I was envisioning something full of greens to frame a favorite Emily Dickinson poem I had printed years ago in a letterpress class. And I wanted to showcase a tiny and fragile family heirloom: a four-leaf clover. This tiny green shoot, symbol of the luck of the Irish, was given to me by my father, who received it from a neighbor we called Grandma Edie. She had taped the four-leaf clover on a small card to preserve it and then she wrote on the back in her wispy handwriting:
"Found Friday
June 13th 1975
804 South 1st Ave.
Really was
needed."
I love to imagine Grandma Edie that day in 1975. Was she gardening, picnicking, reading in the grass? Did she whoop when she realized what she'd found? Why did she need the luck and did it hold? How long does a four-leaf clover give luck and does it transfer to future hands?
Almost forty years later, this is what came out of my afternoon collaging with friends...

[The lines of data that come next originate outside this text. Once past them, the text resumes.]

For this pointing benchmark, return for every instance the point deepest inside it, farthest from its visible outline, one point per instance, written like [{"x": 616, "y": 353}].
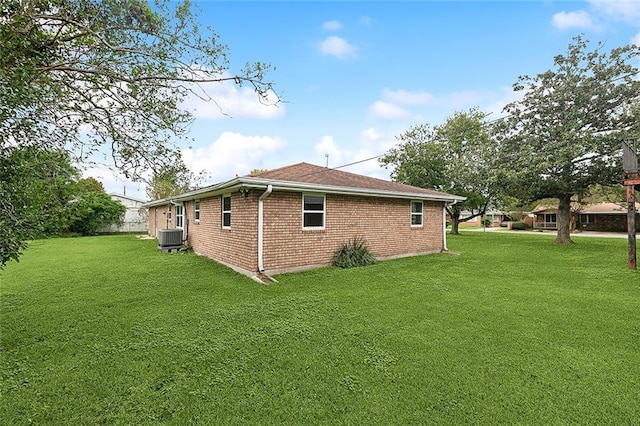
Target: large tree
[
  {"x": 91, "y": 208},
  {"x": 457, "y": 157},
  {"x": 35, "y": 186},
  {"x": 85, "y": 75},
  {"x": 565, "y": 134},
  {"x": 104, "y": 78}
]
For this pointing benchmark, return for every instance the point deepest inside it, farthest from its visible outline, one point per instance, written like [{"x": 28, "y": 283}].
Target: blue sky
[{"x": 355, "y": 74}]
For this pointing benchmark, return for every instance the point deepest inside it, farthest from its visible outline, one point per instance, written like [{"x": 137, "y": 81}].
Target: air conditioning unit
[{"x": 169, "y": 238}]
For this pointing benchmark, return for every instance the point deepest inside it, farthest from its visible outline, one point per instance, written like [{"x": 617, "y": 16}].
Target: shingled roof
[
  {"x": 312, "y": 178},
  {"x": 324, "y": 176}
]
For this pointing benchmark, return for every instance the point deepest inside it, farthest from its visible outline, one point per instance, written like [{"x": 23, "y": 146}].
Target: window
[
  {"x": 313, "y": 211},
  {"x": 587, "y": 218},
  {"x": 226, "y": 211},
  {"x": 416, "y": 213},
  {"x": 196, "y": 210},
  {"x": 179, "y": 217}
]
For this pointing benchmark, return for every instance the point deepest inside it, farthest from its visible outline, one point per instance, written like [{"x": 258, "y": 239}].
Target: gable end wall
[{"x": 383, "y": 223}]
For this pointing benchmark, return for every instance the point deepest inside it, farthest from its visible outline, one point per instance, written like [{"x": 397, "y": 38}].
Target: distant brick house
[
  {"x": 295, "y": 217},
  {"x": 603, "y": 217}
]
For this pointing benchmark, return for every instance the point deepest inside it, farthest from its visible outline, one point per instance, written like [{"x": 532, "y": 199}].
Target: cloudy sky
[{"x": 355, "y": 74}]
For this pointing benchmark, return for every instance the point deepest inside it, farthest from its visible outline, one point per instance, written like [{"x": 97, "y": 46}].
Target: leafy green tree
[
  {"x": 91, "y": 208},
  {"x": 565, "y": 134},
  {"x": 103, "y": 78},
  {"x": 35, "y": 186},
  {"x": 84, "y": 75},
  {"x": 457, "y": 157}
]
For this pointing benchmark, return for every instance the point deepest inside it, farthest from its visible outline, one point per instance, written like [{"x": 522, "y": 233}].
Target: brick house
[
  {"x": 295, "y": 217},
  {"x": 603, "y": 217}
]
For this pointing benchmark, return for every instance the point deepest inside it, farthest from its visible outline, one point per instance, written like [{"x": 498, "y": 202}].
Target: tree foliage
[
  {"x": 91, "y": 208},
  {"x": 42, "y": 194},
  {"x": 102, "y": 81},
  {"x": 565, "y": 134},
  {"x": 456, "y": 157},
  {"x": 110, "y": 75},
  {"x": 34, "y": 185}
]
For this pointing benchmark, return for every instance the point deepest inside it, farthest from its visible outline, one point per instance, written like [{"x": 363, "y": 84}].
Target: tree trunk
[{"x": 563, "y": 219}]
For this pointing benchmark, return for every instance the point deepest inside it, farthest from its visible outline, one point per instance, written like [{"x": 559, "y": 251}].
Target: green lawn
[{"x": 513, "y": 330}]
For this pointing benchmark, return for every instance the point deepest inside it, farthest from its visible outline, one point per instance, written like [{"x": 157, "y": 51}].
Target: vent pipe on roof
[{"x": 261, "y": 226}]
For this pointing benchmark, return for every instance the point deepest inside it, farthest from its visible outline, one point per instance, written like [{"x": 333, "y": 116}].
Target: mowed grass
[{"x": 513, "y": 330}]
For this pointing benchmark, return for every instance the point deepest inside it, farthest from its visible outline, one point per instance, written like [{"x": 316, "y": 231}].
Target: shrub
[{"x": 353, "y": 253}]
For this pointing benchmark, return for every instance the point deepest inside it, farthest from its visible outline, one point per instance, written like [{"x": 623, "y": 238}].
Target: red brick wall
[
  {"x": 384, "y": 224},
  {"x": 236, "y": 246},
  {"x": 158, "y": 219}
]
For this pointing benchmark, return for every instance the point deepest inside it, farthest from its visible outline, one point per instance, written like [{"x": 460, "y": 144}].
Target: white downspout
[
  {"x": 261, "y": 225},
  {"x": 444, "y": 225}
]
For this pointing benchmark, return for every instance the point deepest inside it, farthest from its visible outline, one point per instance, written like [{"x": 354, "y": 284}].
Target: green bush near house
[
  {"x": 519, "y": 226},
  {"x": 352, "y": 254}
]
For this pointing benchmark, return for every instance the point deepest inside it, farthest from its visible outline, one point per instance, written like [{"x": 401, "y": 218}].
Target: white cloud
[
  {"x": 387, "y": 111},
  {"x": 338, "y": 47},
  {"x": 223, "y": 100},
  {"x": 231, "y": 154},
  {"x": 567, "y": 20},
  {"x": 364, "y": 20},
  {"x": 402, "y": 97},
  {"x": 621, "y": 10},
  {"x": 370, "y": 145},
  {"x": 332, "y": 25}
]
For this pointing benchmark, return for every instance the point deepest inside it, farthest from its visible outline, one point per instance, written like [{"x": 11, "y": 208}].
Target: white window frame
[
  {"x": 196, "y": 210},
  {"x": 419, "y": 214},
  {"x": 179, "y": 216},
  {"x": 225, "y": 211},
  {"x": 323, "y": 211}
]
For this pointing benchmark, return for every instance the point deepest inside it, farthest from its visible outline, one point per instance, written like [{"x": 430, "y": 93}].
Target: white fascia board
[
  {"x": 279, "y": 185},
  {"x": 345, "y": 190}
]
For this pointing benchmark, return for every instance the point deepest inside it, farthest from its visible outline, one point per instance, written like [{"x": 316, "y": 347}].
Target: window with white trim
[
  {"x": 179, "y": 216},
  {"x": 313, "y": 211},
  {"x": 416, "y": 213},
  {"x": 226, "y": 211},
  {"x": 196, "y": 210}
]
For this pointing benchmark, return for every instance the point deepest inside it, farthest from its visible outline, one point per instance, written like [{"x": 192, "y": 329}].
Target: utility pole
[{"x": 630, "y": 166}]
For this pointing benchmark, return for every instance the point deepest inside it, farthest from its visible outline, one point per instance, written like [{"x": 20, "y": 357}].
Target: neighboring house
[
  {"x": 494, "y": 217},
  {"x": 135, "y": 218},
  {"x": 604, "y": 217},
  {"x": 295, "y": 217}
]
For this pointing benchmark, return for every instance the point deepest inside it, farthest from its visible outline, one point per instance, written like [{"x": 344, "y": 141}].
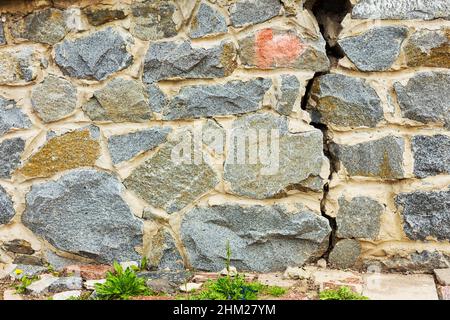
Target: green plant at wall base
[
  {"x": 121, "y": 284},
  {"x": 343, "y": 293},
  {"x": 24, "y": 283}
]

I took this photograph of my creation today in the dappled sunshine, rather pleased with my novice attempt to make art out of something other than words. Now the assemblage hangs from its hook in my kitchen and is a daily visual reminder of luck and hope and spring...and that oh-so-beautiful word: revery.
To make a prairie
It takes a clover and a bee.
One clover and a bee,
And revery.
Revery alone will do
If bees are few.
Happy St. Patrick's Day! Happy Almost-Spring!